KPK: Gubernur Aceh Perlu Perjelaskan Status Pesawat
MEULABOH - Komisi Pemberantasan Korupsi (KPK) mengatakan, Gubernur Aceh, Irwandi Yusuf, perlu menjelaskan status pesawat yang ia gunakan saat mendarat darurat di kawasan Peukan Bada, Aceh Besar beberapa waktu lalu. Diketahui, pesawat tersebut milik seorang pengusaha bernama Lukman CM.
Hal tersebut disampaikan Pejabat Fungsional Direktorat Pembinaan Jaringan Kerja Antar-Komisi dan Instansi (PJKAKI) KPK, Johnson R Ginting, saat ditanyai wartawan usai menjadi pemateri dalam acara di Universitas Teuku Umar (UTU) Meulaboh, Aceh Barat, Rabu (28/2/2018).
“Pesawat yang digunakan Gubernur Aceh itu perlu dikaji dulu, yakni dalam bentuk apa ketika Gubernur Aceh itu gunakan, apa dalam bentuk pemberian tertentu atau pinjam atau dalam bentuk lainnya? Maka perlu dikaji. Tentu dalam hal ini Gubernur perlu menyampaikan penggunaan pesawat tersebut,” kata Johnson.
Apabila pesawat tersebut berstatus pemberian, maka Gubernur harus melaporkannya kepada KPK sehingga tidak terjadi perbuatan gratifikasi. “Yang diberikan, apapun, harus dilaporkan ke KPK. Itu dalam bentuk apapun,” pungkas Jhonson.
Terkait status pesawat yang digunakan Irwandi, Johnson R Ginting juga menyinggung peran DPRA dalam hal pengawasan. Dia katakan, DPRA perlu proaktif memastikan status pesawatyang digunakan tersebut, apakah menyalahi aturan atau tidak.
“Ya proaktif DPRA lah. Pastikan dulu soal pesawat itu,” ucap Pejabat Fungsional Direktorat PJKAKI KPK ini.

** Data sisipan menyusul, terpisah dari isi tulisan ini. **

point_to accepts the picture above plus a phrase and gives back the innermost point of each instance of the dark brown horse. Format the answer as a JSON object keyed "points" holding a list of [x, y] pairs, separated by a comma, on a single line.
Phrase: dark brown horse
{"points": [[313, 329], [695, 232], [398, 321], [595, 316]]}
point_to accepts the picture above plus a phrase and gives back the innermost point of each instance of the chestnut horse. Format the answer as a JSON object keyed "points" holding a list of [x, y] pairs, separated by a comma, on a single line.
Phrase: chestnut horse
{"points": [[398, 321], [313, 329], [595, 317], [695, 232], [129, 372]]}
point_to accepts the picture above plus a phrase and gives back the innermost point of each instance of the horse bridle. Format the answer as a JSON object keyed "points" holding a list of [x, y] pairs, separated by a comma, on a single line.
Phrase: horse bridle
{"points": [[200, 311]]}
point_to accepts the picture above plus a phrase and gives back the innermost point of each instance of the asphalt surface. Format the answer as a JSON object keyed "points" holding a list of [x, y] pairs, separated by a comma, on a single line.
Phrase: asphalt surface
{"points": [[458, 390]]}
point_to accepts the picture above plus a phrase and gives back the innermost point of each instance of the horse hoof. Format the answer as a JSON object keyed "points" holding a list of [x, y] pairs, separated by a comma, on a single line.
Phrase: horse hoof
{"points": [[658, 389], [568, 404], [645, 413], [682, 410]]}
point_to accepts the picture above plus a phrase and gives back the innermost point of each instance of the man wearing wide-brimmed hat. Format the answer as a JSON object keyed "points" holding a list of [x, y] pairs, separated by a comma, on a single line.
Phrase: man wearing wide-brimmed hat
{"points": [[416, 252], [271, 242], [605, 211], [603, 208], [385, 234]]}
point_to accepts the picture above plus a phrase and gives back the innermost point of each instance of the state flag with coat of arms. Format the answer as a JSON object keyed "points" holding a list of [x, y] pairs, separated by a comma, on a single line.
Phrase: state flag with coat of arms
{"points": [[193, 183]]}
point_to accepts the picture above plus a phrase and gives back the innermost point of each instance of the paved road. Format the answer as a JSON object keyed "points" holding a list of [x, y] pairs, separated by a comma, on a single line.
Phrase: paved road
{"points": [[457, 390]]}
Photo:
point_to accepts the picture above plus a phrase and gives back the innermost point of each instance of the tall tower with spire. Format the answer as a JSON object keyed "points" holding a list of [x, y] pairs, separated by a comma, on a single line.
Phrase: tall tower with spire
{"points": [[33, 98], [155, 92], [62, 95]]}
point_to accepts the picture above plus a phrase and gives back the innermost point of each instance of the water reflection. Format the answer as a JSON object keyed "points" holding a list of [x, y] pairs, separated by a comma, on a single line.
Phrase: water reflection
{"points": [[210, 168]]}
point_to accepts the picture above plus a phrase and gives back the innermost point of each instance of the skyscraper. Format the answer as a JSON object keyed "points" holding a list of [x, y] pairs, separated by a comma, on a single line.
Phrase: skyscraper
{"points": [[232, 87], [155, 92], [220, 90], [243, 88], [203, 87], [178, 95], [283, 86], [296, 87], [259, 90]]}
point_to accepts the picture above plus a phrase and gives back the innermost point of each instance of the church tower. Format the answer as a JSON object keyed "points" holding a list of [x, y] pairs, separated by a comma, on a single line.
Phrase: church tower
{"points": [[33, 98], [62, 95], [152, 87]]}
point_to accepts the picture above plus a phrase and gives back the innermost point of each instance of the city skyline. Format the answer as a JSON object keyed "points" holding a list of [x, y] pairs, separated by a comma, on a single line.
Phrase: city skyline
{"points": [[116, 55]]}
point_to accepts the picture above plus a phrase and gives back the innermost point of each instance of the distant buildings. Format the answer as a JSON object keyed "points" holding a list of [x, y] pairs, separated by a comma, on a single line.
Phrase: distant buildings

Jhonson hadir ke Aceh untuk mengisi acara ‘Road Show Open Data Platform ke Universitas di Aceh’ yang diselengarakan Gerakan Antikorupsi (GeRAK) Aceh, didukung The Asia Foundation (TAF) Program SETAPAK. Untuk Aceh, road show dimulai dari UTU Meulaboh, dan selanjutnya direncanakan diselenggarakan di wilayah tengah dan utara Aceh.
Koordinator GeRAK Aceh, Edy Syah Putra, mengungkapkan road show tersebut dalam rangka memperkenalkan open data kepada mahasiswa di lingkungan kampus, serta mempublikasikan data melalui portal GeRAK Aceh. “Diharapkan dapat mendorong peningkatan tata kelola melalui transparansi open data platform sekaligus partisipasi publik dalam pembangunan di kampus, termasuk di Aceh Barat,” katanya.
Hal senada juga disampaikan Jhonson. Dia meminta kabupaten/kota dan Pemerintah Aceh, termasuk juga universitas, agar mendukung keterbukaan informasi publik.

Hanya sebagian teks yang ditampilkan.